Denver Broncos: Tim Tebow Will Not Find Success in 2010

Ramone BrownSenior Writer IJuly 2, 2010

After making a colossal reach for the hype machine that is Tim Tebow, the Denver Broncos have become one of, if not the, most talked about teams in the NFL.

While Tebow is selling more jerseys than any other player in the NFL, Bronco fans and others have been acting like he is a failure if he doesn't start and lead the Denver Broncos to the playoffs in 2010.

Fact of the matter is Tebow will do neither in 2010, but that doesn't make him a failure.

NFL fans today are too impatient and expect instant progress and results.

Unfortunately, over 90% of the time the world doesn't work that way.

One of the biggest obstacles Tebow needs to overcome is his unorthodox throwing motion. So far, Tebow has taken two big steps towards becoming a great NFL QB.

1. Acknowledging that there is a problem in the way he throws the ball.

2. Working hard to improve his delivery and the way he throws the ball.

If Tebow truly believed there was nothing wrong with the way he threw the ball, he would have never even had a reason to show-case his new and improved throwing style.

Tebow's throwing motion has prompted many Tebow homers and Broncomaniacs to compare him to other QBs with awkward throwing motions: namely Brett Favre, Steve Young, and Phillip Rivers.

Sure these three QBs had unorthodox throwing motions coming into the league, but all three eventually improved, or even out-right changed the way they threw the ball.

Anyone who compares Tebow to Favre, Young, or Rivers needs to ask themselves one question.

What were these other QBs doing their rookie year?

Steve Young played in five games for the Tampa Bay Buccaneers his first year in the NFL. He would throw three TDs and eight interceptions, posting a 56.9 QB rating. The Bucs would release him after only two seasons. He would later be picked up by the 49ers, where he would sit on the bench for four years behind Joe Montana before starting his first game.

Brett Favre was drafted early in the second round (33rd overall). His rookie year he had five attempts, zero completions, and two interceptions, including one which was returned for a TD. Falcons coach Jerry Glanville proclaimed Favre was "uncoachable" and he was released after only one year in the NFL. He would later be picked up by the Green Bay Packers and go on to have an outstanding career.

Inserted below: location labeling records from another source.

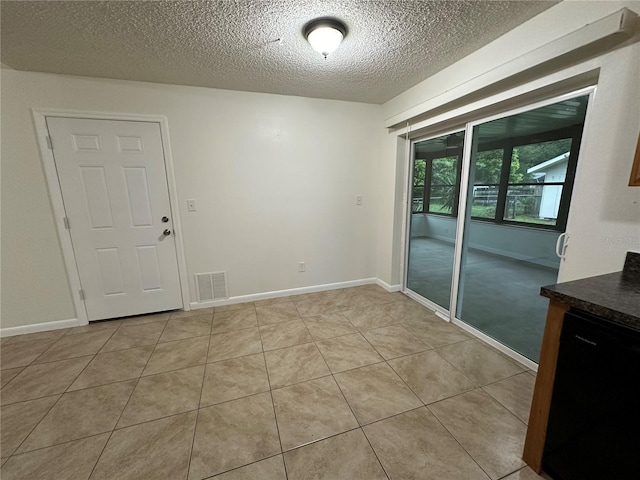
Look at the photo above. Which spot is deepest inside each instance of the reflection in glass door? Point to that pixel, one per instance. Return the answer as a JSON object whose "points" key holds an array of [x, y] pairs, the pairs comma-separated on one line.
{"points": [[520, 180], [486, 267], [434, 207]]}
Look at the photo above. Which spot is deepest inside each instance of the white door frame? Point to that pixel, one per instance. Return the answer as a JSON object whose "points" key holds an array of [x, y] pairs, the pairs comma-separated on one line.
{"points": [[55, 194]]}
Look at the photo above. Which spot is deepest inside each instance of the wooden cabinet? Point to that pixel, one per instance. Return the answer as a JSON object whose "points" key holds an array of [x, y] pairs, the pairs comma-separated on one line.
{"points": [[541, 403]]}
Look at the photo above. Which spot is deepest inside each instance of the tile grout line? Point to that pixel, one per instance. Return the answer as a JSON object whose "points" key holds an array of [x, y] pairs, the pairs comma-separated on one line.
{"points": [[198, 408], [93, 356], [127, 402], [358, 421], [61, 394], [273, 403]]}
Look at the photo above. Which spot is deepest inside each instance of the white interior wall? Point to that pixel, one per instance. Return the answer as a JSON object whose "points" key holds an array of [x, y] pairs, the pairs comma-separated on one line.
{"points": [[274, 177], [604, 220]]}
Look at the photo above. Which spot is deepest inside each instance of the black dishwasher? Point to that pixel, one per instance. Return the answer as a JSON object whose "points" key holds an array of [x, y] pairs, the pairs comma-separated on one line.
{"points": [[594, 421]]}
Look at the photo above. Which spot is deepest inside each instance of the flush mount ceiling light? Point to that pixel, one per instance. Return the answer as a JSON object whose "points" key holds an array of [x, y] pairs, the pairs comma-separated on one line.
{"points": [[325, 34]]}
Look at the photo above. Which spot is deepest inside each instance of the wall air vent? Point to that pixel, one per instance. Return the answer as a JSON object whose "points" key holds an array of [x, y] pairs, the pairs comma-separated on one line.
{"points": [[211, 286]]}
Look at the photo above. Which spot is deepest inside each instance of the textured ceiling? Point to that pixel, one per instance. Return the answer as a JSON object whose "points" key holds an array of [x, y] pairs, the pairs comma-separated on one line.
{"points": [[390, 46]]}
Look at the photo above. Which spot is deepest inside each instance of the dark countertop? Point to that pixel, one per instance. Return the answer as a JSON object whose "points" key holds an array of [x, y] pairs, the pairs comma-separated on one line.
{"points": [[614, 296]]}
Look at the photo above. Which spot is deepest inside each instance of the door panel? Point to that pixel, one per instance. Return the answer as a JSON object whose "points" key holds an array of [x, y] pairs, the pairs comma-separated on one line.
{"points": [[433, 222], [114, 187], [486, 267]]}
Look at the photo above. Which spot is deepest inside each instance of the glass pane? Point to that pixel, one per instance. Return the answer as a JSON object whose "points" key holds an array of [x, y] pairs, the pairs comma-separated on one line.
{"points": [[488, 167], [433, 229], [418, 186], [504, 264], [538, 172], [443, 193]]}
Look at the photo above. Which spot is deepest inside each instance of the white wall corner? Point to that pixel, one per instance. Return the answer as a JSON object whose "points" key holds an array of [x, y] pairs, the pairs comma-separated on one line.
{"points": [[42, 327]]}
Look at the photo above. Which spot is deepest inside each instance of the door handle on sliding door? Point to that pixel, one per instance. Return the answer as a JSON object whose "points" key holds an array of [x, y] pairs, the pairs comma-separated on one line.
{"points": [[561, 245]]}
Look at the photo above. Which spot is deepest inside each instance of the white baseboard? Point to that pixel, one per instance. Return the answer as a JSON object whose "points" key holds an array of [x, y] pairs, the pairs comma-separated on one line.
{"points": [[387, 287], [283, 293], [41, 327]]}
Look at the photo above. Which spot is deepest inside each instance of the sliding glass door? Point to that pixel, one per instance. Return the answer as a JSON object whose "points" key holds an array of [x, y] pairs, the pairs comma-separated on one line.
{"points": [[434, 206], [513, 193]]}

Phillip Rivers, after being drafted early in the 1st round in 2004, sat on the bench for two years before seeing the field. Then, he would be eased into the starting QB role behind one of the best running games in the league, before becoming the QB he was the last few years.

There is a pattern here.

None of these QBs did anything significant their first two years in the NFL. And only one, the one who wasn't rushed into playing, stayed with his original team.

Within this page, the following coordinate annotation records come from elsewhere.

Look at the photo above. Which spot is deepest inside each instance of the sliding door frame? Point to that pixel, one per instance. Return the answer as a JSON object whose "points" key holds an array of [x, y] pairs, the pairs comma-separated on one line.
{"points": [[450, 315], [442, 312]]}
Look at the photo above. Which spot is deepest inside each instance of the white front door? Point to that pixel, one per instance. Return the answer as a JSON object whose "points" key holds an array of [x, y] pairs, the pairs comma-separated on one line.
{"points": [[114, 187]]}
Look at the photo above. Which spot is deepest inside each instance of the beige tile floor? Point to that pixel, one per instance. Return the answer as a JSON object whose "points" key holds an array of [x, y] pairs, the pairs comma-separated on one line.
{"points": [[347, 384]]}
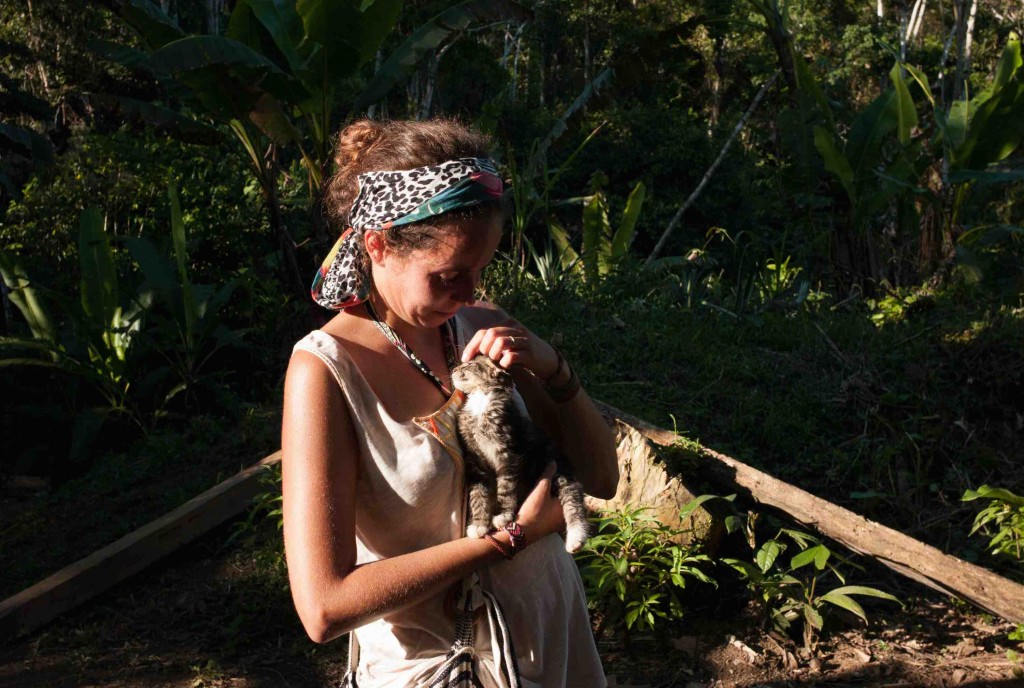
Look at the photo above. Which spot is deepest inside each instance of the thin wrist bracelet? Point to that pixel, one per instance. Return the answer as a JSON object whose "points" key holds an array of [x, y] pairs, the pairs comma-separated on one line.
{"points": [[498, 546]]}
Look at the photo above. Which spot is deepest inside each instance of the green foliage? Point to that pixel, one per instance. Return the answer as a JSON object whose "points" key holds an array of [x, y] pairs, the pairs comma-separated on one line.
{"points": [[196, 330], [790, 591], [634, 570], [603, 246], [102, 326], [1001, 521]]}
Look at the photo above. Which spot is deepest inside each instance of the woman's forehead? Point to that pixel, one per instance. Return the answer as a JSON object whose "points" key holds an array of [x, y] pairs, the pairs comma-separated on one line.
{"points": [[471, 243]]}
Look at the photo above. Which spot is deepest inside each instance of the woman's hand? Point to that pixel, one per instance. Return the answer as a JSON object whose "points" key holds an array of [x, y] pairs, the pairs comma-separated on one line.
{"points": [[508, 344], [541, 513]]}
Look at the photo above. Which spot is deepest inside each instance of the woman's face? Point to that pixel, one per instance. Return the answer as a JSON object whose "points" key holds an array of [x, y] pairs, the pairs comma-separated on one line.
{"points": [[427, 287]]}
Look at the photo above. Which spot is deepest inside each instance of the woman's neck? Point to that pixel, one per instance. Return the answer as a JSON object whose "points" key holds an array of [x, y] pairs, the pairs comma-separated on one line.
{"points": [[414, 336]]}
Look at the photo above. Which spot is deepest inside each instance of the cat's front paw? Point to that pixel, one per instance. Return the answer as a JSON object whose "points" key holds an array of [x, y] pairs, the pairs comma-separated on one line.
{"points": [[475, 530], [576, 538]]}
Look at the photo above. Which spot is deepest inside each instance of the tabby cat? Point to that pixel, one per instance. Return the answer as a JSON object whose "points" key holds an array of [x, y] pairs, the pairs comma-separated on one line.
{"points": [[505, 454]]}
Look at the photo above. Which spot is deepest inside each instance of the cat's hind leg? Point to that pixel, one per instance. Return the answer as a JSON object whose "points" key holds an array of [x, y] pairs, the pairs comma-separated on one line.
{"points": [[479, 510], [507, 486], [577, 526]]}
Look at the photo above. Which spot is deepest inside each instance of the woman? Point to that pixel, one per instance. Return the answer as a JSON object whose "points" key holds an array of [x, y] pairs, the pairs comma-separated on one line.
{"points": [[373, 482]]}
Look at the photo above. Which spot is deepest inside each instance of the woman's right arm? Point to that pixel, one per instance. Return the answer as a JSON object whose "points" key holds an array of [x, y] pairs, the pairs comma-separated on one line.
{"points": [[332, 594]]}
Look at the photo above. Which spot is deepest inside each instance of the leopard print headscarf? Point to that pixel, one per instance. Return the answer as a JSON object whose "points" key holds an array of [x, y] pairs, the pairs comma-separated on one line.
{"points": [[393, 198]]}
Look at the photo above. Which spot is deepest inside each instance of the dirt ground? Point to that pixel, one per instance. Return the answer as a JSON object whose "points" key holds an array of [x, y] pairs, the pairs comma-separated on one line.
{"points": [[214, 617]]}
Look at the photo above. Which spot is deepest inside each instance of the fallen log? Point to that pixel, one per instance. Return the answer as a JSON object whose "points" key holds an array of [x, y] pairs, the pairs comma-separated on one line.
{"points": [[901, 553], [642, 481], [105, 567]]}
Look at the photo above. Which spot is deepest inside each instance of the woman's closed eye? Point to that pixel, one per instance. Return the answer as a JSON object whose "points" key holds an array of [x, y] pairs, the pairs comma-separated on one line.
{"points": [[448, 278]]}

The three models many Tim Tebow homers try to compare him to show exactly why he will not have success as a rookie. Hell, if I were a Bronco fan I wouldn't even want him to see the field as a rookie.

I'm not suggesting Tebow's faith will help him in the NFL, but the bible preaches patience, and that is what Tebow will need.

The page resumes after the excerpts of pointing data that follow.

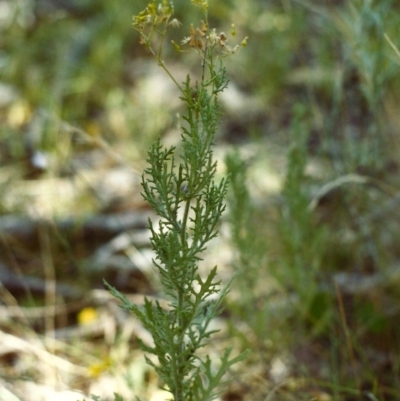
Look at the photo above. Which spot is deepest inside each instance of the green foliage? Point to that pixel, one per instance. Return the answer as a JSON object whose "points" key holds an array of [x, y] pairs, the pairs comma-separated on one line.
{"points": [[189, 203]]}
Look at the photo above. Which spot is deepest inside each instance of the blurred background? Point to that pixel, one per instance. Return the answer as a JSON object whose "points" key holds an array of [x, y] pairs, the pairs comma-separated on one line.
{"points": [[310, 137]]}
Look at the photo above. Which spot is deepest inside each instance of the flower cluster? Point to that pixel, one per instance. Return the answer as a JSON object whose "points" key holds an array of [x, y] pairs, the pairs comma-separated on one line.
{"points": [[199, 38]]}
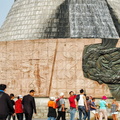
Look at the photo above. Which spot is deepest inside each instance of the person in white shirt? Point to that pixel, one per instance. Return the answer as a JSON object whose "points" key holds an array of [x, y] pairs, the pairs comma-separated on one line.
{"points": [[82, 105]]}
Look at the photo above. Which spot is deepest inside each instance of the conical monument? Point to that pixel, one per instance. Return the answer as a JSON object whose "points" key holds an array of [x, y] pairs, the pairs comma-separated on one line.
{"points": [[68, 19]]}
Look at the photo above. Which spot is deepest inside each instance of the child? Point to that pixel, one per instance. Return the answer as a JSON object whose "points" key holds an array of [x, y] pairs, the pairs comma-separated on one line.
{"points": [[52, 109], [11, 115], [114, 109], [94, 108], [19, 108]]}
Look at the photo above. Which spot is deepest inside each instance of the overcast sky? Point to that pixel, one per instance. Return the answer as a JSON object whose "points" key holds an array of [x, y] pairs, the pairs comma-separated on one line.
{"points": [[5, 6]]}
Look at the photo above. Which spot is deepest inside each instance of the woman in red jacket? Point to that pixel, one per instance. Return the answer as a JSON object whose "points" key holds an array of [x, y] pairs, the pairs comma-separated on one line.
{"points": [[19, 108]]}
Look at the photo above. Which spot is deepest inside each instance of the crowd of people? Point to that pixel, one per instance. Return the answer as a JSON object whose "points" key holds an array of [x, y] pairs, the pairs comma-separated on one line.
{"points": [[10, 108], [81, 103]]}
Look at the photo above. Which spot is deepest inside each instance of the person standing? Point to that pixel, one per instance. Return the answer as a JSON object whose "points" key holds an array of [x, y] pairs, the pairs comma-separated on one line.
{"points": [[94, 109], [5, 103], [82, 105], [72, 101], [103, 108], [88, 101], [114, 109], [29, 105], [61, 108], [19, 108], [13, 104], [52, 109]]}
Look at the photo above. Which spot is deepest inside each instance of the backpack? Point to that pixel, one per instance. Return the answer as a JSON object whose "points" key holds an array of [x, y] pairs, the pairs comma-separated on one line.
{"points": [[77, 97], [58, 103]]}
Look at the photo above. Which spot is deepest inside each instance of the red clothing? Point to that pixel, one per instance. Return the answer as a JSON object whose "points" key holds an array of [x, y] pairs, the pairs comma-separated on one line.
{"points": [[72, 101], [18, 106]]}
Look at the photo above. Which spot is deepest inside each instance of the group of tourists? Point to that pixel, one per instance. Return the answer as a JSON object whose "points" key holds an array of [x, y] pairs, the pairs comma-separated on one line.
{"points": [[10, 108], [83, 104]]}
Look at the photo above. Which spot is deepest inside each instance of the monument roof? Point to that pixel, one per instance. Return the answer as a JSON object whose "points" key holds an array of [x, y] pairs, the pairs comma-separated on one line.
{"points": [[36, 19]]}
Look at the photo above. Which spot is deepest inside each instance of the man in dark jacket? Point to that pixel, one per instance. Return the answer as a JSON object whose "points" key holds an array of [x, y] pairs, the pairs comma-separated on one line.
{"points": [[5, 103], [29, 105]]}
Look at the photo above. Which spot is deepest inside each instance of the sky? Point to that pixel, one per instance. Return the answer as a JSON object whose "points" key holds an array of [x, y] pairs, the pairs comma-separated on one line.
{"points": [[5, 6]]}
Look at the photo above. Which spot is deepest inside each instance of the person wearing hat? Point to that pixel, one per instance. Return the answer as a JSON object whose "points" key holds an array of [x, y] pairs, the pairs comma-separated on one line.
{"points": [[103, 106], [19, 108], [51, 109], [5, 103]]}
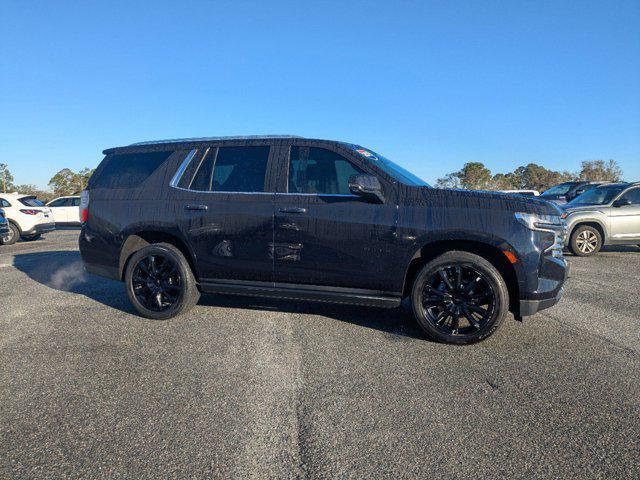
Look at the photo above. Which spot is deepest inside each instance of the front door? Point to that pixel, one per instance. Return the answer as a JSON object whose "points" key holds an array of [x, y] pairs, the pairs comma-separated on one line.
{"points": [[226, 214], [324, 235], [625, 220]]}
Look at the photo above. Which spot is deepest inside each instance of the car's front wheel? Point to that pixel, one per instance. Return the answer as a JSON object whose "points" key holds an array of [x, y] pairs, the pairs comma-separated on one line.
{"points": [[160, 283], [459, 298], [12, 237], [585, 241]]}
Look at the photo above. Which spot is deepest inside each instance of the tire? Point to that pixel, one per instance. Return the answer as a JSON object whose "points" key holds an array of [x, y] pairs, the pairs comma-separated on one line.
{"points": [[467, 307], [31, 238], [14, 235], [170, 291], [585, 241]]}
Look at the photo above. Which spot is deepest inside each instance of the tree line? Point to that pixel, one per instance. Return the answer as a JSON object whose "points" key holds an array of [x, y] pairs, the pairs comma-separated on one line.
{"points": [[65, 182], [476, 176]]}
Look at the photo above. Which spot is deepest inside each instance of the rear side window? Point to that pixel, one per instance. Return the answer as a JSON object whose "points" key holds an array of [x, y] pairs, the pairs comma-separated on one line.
{"points": [[633, 195], [128, 170], [227, 169], [319, 171], [31, 202]]}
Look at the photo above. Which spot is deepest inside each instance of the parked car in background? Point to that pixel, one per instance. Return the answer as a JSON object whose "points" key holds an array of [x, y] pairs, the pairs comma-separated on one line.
{"points": [[605, 215], [527, 193], [315, 220], [4, 226], [66, 210], [28, 217], [567, 191]]}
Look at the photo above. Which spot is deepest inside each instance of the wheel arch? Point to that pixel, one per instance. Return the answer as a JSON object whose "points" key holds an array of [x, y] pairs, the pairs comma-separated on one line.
{"points": [[590, 223], [492, 253], [140, 239]]}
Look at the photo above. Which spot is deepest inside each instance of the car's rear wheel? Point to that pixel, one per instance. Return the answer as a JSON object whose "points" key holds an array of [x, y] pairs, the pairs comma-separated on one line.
{"points": [[459, 298], [31, 238], [160, 283], [585, 241], [12, 237]]}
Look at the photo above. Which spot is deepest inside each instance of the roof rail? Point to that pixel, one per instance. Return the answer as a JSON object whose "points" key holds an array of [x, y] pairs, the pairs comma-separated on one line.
{"points": [[213, 139]]}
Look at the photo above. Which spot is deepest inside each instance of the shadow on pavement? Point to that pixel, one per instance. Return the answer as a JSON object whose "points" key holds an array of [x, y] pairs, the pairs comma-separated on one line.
{"points": [[64, 271]]}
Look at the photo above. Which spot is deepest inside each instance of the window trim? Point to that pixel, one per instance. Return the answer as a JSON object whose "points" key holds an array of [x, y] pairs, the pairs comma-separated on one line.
{"points": [[175, 180]]}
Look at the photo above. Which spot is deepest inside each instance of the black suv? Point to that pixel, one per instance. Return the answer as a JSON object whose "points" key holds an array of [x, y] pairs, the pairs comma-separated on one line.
{"points": [[319, 220]]}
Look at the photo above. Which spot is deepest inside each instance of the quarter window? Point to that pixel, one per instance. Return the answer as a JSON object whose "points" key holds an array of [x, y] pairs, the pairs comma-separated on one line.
{"points": [[319, 171]]}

With patience, given his college record and achievements, Tim Tebow is completely capable of being a successful NFL QB one day.

It takes time to learn an NFL playbook and new terminology, to adjust to the speed of the NFL, and to build comradery with teammates. This cannot be done in a single off-season, and often takes years.

Without patience from Bronco coaches and fans, Tebow is likely the next first round bust QB. Either that or he will be cut prematurely with a chance at success with his second team like Steve Young and Brett Favre.

The only way that Tim Tebow lives up to the hype is if he sits on the bench and learns from Kyle Orton for a few years. That is why Tim Tebow will not see success in 2010.

But who knows, maybe we will see him in the Pro-Bowl in 2013.